The issue, as I have written about previously, is the wording of the law. When speaking about the tax credit/subsidies, the law mentions plans purchased on the exchanges run by the states. Furthermore, it mentions the section of the law in which the establishment of these exchanges are detailed. The establishment of the federal exchange is in an entirely different section, one not referenced when speaking of the subsidies.
What the Halbig petitioners are essentially arguing is that the intent of the law is to limit subsidies to the state-run exchanges only. This argument was originally advanced by Michael F. Cannon, Cato Institute’s director of health policy studies, and Jonathan H. Adler, director of the Center for Business Law and Regulation at the Case Western Reserve University School of Law. They contend that those writing the law had this in mind when crafting the language of the Affordable Care Act.

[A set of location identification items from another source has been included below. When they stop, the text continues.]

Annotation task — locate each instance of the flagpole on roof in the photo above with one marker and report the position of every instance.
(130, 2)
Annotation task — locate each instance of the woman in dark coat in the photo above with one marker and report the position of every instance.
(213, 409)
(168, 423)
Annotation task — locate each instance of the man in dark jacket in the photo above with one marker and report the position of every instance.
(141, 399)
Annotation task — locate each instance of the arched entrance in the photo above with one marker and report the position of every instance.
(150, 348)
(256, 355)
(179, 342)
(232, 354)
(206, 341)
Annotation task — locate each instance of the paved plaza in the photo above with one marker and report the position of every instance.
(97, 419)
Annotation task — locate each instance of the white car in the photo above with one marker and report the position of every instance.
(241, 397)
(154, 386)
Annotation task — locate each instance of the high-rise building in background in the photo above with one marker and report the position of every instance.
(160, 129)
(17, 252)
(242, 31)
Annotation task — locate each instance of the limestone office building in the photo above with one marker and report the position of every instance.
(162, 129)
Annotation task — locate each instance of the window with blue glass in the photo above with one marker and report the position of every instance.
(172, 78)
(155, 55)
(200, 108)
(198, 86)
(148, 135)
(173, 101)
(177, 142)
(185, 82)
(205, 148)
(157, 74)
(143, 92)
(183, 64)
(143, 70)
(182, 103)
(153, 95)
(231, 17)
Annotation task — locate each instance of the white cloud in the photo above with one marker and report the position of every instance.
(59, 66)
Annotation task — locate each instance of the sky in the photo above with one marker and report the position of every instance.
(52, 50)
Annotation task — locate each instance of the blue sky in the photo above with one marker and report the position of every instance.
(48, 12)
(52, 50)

I must admit that I didn’t completely buy this argument. To be perfectly honest, I thought it was a case of a stupidly written law. Nancy Pelosi’s famous remark at the Legislative Conference for the National Association of Counties in March 2010 — “we have to pass the bill so that you can find out what’s in it” — comes to mind. But I had always thought that even if it were the fact that the bill was written foolishly, and Cannon and Adler were wrong about intent, the challengers should still win.
After all, it’s the law.
In his opinion upholding Obamacare in 2012, which is either famous or infamous, depending on whom you speak to, Chief Justice John Roberts wrote the following: “Members of this Court are vested with the authority to interpret the law; we possess neither the expertise nor the prerogative to make policy judgments. Those decisions are entrusted to our Nation’s elected leaders, who can be thrown out of office if the people disagree with them. It is not our job to protect the people from the consequences of their political choices.”
The same would hold true here. If Congress hadn’t thought about the possibility that many states would not make their own exchanges, which they definitely did not expect, then they may have left out the provision for subsidizing insurance premiums on the federal exchange via tax credits — albeit unintentionally. But even if they really wanted those states to have the credits, they didn’t write it into the law, so those people would not be able to get them.

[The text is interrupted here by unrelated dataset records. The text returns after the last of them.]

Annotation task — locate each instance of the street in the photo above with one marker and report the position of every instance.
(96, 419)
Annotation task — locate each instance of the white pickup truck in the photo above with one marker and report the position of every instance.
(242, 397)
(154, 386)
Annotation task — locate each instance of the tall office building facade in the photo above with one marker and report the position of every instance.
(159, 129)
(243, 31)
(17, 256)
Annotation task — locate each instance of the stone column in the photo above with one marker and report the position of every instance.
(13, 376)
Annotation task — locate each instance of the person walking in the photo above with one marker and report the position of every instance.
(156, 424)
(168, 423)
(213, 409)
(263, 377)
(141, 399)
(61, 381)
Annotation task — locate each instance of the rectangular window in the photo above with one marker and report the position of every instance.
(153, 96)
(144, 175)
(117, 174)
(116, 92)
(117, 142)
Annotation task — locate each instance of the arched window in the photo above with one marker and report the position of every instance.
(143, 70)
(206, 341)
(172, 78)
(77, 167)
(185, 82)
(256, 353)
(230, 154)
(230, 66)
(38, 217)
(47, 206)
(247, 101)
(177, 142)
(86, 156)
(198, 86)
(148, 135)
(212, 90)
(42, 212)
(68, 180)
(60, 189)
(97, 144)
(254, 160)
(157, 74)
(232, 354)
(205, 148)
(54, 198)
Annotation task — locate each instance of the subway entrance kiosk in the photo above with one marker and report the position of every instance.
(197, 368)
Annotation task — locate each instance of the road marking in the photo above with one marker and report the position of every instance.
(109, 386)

But that leaves it open to a bit of debate. Some have argued (as did the dissenting judge in Halbig, Harry T. Edwards) that since the argument would be that an unintentional omission now allows states to destroy the law, it stands to reason that the statute language is ambiguous. (That’s really his argument.) If a statute is ambiguous, the government agency tasked with implementing the law gets to decide how to interpret it. In this case the IRS decided to issue credits, and the courts cannot stop that.
This argument, while it leaves open the possibility of a Republican president stopping the subsidies when he’s in charge of the IRS, took a very big hit this past week when two clips surfaced of Obamacare architect Jonathan Gruber talking about the exchanges. In the first one Gruber said, “I think what’s important to remember politically about this is if you’re a state, and you don’t set up an exchange, that means your citizens don’t get their tax credits.”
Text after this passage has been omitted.